I’m dumping these things in my “own” space to avoid polluting other spaces inadvertently. All are encouraged to use whatever is of value here for whatever purpose they see fit. The device involves the following ideas:
- The “heart” of the device is a stepper motor driving a piston pump via a rack and pinion. A piston pump is positive displacement, so it allows you to set tidal volume.
- A solenoid valves opens to allow the patient to exhale, but it closes once the pressure reaches the set PEEP pressure. This allows maintaining PEEP, which I currently understand is vital for ARDS patients
- 2 Absolute pressure sensors, BMP280, are used. These are widely available, cheap, and reliable, and provide good resolution. This is something I’m familiar with and that should work, but other options may exist I don’t know of. Electronic feedback is absolutely required though, an anolog gauge won’t work.
- I would personally do programming on a Raspberry Pi in Python. This allows relatively easy interfacing with sensors and actuators. For the interface I would use Keyboard+Screen+Mouse, via a GUI application running on the Pi. This eliminates the need for interfacing hardware like buttons and knobs, and obviates the need to mount those. I did this before for my Force-Extension machine you can see here.
The following “vitamins” are required:
- Stepper motor, currently Nema17
- Stepper driver, DRV8825 or similar.
- 2 check valves to make the pump work
- 1 solenoid valve to depressurize patient side. Must be closed in time to maintain PEEP.
- 2 BMP280 sensors, only for pressure. One to measure the patient circuit, the other for ambient air pressure. This must be done because all pressures mentioned in resources are relative to ambient, or so I understand, while BMP280 is an absolute sensor
- Hosing and fittings, though this can possibly be done with 3D printed or custom lathed posts and hoseclamps
- Warning light?
- Beeper?
The device as presented won’t actually work in most cases. This is because hospitals supply pure O2 at 440kPa pressure, which easily overwhelms the stepper and also causes the two check valves to “short circuit” 440kPa directly to the patient. The device is for unpressured source gas only. For pressurized source gas a kind of dosing solution is required, which I will work on. A device to mix pure O2 with room air to supply any FiO2 is also highly preferable.
Files here. If you need another format let me know.

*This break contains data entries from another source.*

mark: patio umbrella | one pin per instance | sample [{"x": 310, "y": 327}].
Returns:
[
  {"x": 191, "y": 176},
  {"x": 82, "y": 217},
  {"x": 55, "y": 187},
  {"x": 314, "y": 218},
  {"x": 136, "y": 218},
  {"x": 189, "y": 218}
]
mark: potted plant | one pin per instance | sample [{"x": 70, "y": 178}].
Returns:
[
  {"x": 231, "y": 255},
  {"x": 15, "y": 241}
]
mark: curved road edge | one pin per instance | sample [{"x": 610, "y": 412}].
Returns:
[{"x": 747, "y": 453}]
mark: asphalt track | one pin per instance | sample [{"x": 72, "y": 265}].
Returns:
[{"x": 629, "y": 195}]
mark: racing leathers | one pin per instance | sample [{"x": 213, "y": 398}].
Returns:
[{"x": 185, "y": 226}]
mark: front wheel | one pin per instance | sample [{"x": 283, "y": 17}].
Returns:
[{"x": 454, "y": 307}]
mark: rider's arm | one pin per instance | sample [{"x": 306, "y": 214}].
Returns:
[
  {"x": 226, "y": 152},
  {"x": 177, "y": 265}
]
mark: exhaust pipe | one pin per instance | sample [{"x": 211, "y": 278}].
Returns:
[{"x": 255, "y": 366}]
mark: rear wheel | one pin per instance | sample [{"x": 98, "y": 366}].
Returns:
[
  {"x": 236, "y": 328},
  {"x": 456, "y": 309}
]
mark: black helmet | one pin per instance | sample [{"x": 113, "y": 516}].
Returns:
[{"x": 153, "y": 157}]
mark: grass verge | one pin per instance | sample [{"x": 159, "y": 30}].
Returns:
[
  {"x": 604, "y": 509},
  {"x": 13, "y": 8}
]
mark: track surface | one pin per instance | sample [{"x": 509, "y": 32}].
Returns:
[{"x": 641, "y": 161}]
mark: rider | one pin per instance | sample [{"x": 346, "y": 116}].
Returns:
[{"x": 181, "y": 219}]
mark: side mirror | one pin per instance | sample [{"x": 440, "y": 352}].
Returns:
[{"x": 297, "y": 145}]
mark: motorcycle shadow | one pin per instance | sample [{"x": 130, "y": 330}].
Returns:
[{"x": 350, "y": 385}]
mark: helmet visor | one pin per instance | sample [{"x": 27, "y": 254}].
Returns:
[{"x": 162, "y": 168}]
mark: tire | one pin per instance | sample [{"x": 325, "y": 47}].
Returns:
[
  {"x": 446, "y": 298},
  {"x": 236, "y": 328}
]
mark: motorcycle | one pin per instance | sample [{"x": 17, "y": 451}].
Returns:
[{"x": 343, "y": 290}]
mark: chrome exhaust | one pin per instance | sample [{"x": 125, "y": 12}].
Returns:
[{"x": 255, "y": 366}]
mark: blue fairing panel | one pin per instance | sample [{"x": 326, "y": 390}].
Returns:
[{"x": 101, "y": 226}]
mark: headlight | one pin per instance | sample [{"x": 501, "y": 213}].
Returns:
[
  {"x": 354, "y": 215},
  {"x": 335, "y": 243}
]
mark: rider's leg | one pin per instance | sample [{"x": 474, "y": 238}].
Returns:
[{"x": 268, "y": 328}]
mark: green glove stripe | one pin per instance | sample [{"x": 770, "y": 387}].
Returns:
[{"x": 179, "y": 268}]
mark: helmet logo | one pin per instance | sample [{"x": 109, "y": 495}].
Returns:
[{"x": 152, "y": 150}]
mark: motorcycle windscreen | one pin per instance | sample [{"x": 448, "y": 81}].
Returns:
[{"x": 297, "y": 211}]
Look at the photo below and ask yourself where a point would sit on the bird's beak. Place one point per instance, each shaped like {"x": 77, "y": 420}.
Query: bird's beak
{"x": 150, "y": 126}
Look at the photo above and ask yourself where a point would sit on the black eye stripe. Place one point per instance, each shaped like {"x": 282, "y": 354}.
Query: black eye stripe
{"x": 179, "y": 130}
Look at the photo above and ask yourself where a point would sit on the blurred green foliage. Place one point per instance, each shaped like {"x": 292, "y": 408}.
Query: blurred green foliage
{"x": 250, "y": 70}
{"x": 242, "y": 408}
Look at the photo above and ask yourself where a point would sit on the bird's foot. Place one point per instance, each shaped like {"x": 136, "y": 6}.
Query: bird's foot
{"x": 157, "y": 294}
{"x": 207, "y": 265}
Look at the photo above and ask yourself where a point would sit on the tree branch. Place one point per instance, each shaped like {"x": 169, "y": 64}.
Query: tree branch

Also think of the need to synchronize with the patient’s inspiration efforts. Can the rack and pinion keep up with that? The two goals of mechanical ventilation is to take over or greatly reduce the patient’s work of breathing and provide adjustable levels of inspired oxygen levels to address hypoxic respiratory failure.
The speed of the rack and pinion is an issue, also when considering higher respiratory rates and higher I:E ratios. I have heard though that combining high breaths per minute with high I:E ratios is not commonly done. I’m currently planning to use a Nema17 stepper with integral 5:1 gearbox. That produces 3Nm give or take. I think the speed on that will be borderline, but I think the next step is to use Nema23 motors. Those also have 3Nm of torque, but without a gear reduction, so they should be more than fast enough.
When it comes to adaptive breathing, I think there’s one scenario where the patient is sedated and paralyzed. In that case though I would imagine you’d also use a “normal” ventilator, I don’t know if hospitals can keep many more patients sedated than how many they can ventilate.
The other scenario indeed involves adapting to the patient, I think that can be done by sensing the slight drop in pressure that occurs when the patient tries to inhale.